Is there anything else (cheaper) that I could plug into the wall to boost my N network?

Also I do have a Linksys Wireless-G Range Expander WRE54G which I can not seem to connect. Any idea how to connect this to my new router?

Thanks!


----------



## Fred Garvin (Sep 4, 2010)

*Re: New Router Range problem*

Master, some ideas are: you could try moving the router around or to a more central location. 
Look for competing wireless signals on adjacent channels. There's a link to Xirus Wifi inspector here.
You could try linking two routers together with an ethernet cable to move the Linksys if you have another router.
I haven't used the range extender you mentioned, have yoou checked the manual for it? Although, you'd be extending the G network, not the N.


----------



## Masterchiefxx17 (Feb 27, 2010)

*Re: New Router Range problem*

Ya I know I would only boost G. I tried moving some objects out of the way and that seemed to help. The main problem is the fireplace is right behind the router wall, and well that is kinda heavy.

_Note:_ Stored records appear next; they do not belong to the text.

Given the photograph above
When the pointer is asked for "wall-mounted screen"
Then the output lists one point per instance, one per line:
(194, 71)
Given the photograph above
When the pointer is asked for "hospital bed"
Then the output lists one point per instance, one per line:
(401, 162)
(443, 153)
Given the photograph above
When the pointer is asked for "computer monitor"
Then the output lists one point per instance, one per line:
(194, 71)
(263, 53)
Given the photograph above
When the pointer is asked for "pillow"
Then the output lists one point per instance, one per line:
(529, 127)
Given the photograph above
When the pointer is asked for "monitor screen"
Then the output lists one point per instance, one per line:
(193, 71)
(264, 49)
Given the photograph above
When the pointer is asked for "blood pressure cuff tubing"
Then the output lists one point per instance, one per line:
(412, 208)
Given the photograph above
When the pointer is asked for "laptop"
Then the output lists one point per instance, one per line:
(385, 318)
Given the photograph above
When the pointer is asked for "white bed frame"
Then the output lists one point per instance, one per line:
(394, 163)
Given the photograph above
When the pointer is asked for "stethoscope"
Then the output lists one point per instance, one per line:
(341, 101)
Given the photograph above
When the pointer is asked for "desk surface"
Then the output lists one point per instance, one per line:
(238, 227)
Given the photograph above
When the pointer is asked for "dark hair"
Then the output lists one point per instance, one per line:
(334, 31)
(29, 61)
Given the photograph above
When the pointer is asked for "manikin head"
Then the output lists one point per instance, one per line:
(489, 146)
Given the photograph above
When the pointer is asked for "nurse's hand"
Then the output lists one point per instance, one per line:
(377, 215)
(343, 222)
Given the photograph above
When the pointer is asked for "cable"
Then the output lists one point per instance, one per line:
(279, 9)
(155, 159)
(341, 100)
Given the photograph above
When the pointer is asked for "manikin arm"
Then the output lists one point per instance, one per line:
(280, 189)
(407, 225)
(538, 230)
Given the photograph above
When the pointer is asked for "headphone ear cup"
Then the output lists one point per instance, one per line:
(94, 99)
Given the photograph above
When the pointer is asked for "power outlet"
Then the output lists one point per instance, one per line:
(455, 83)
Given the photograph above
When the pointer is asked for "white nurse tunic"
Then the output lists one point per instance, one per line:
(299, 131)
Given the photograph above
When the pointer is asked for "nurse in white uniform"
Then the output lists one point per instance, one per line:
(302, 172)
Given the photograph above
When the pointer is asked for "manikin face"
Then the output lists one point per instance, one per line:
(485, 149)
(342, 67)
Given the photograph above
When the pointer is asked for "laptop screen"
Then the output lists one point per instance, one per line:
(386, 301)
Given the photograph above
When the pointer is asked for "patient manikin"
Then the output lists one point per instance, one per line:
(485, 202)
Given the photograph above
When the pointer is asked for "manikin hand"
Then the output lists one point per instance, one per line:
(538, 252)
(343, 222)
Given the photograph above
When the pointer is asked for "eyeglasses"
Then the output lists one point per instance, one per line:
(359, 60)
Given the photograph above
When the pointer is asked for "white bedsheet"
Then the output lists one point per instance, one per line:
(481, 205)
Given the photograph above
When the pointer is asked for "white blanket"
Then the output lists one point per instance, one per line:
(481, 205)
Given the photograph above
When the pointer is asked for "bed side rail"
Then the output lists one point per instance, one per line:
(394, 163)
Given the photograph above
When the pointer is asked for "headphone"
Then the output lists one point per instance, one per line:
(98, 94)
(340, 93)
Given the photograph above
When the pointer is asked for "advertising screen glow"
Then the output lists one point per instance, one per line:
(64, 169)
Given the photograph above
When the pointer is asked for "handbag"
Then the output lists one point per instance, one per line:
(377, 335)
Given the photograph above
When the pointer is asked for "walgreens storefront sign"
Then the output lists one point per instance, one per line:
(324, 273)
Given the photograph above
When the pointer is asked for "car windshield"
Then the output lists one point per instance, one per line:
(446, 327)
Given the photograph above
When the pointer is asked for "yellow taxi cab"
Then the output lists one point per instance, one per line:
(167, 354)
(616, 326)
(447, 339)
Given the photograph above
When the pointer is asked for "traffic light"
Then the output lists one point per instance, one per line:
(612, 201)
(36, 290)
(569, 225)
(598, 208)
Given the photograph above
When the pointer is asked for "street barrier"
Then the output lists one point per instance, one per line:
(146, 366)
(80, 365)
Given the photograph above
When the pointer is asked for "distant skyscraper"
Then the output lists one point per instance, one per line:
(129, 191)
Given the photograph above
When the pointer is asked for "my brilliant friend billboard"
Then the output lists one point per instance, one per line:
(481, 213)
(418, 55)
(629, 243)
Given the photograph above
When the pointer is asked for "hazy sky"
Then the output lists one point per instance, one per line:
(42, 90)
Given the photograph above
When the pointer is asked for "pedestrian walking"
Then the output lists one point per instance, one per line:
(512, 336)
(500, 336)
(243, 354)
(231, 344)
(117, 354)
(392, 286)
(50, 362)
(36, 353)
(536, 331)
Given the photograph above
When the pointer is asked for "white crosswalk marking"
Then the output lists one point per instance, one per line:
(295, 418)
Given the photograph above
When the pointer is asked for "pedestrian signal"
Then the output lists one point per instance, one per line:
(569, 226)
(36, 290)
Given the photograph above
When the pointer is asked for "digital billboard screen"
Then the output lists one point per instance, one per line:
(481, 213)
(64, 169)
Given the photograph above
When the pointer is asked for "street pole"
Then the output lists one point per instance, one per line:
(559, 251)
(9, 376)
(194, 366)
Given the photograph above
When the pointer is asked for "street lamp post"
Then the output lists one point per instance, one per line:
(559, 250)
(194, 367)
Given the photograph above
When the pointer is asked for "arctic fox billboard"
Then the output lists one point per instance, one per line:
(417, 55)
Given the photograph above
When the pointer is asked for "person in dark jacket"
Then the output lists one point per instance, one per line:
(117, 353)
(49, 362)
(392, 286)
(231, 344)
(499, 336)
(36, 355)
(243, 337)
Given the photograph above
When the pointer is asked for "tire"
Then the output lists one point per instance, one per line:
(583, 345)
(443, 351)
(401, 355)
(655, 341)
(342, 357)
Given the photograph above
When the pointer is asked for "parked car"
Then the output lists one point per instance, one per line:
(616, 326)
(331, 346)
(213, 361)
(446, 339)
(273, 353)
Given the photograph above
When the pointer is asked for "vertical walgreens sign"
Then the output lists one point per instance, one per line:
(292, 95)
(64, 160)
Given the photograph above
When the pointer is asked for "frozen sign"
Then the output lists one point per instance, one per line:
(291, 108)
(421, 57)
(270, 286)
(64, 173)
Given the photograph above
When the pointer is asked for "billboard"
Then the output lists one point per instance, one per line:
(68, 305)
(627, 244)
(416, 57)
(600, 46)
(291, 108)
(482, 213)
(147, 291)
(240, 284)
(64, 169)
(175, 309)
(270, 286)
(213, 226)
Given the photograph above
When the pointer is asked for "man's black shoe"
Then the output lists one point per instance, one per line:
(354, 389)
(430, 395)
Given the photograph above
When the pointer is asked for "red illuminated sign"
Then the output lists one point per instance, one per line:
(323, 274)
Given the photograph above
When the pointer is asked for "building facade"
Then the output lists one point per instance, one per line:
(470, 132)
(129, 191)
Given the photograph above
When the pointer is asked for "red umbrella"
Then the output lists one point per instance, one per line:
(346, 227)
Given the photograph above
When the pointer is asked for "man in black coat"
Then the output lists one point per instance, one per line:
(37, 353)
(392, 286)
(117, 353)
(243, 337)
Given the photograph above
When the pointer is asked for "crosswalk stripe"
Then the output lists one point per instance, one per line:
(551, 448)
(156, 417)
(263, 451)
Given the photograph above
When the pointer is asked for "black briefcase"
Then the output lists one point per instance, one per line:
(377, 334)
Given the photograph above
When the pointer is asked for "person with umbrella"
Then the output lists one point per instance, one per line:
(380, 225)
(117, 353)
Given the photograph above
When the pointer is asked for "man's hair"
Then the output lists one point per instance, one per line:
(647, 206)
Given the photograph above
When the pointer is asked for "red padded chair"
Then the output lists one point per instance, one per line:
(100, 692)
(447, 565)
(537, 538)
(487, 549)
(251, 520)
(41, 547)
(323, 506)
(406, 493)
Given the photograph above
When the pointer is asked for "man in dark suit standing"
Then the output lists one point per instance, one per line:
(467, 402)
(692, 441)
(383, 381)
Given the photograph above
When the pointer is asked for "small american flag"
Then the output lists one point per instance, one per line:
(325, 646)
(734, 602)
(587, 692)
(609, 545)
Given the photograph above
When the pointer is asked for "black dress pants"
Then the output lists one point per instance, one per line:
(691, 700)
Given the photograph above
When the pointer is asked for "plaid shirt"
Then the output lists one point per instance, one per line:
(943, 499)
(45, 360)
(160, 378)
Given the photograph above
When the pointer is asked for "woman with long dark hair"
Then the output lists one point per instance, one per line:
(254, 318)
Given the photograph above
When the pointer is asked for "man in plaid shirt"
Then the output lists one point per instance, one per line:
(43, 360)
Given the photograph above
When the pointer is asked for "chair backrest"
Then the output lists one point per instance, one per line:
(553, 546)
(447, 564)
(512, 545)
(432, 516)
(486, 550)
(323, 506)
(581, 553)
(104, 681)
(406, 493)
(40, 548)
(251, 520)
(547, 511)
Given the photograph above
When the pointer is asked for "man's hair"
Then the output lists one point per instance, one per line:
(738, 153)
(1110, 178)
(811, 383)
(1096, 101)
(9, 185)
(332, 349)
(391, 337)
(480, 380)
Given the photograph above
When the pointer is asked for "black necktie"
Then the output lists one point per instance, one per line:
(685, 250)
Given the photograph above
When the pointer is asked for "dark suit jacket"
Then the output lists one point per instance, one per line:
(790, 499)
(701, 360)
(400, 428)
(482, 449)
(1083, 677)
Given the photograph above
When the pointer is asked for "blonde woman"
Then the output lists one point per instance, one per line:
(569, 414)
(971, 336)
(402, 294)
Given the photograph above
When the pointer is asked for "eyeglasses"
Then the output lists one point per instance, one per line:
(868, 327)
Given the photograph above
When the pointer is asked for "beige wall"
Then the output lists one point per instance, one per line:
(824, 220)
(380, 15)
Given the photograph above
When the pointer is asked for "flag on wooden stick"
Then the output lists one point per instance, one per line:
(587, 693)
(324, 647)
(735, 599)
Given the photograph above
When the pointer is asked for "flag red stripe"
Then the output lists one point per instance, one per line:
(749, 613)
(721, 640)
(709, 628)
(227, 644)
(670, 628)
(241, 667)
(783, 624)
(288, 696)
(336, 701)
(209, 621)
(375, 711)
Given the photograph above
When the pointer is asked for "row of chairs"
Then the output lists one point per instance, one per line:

Ill just have to deal with the lower speeds I get in my room. Thanks for the help though!

Also I might follow that article on the home page about turning another router into a bridge.


----------



## Fred Garvin (Sep 4, 2010)

Yeah, moving a fireplace to get a better connection might be a bit over the top :laugh:. I would still install and try Xirus. If it finds other neighboring networks on channels close to yours, changing your channel might offer some improvement.


----------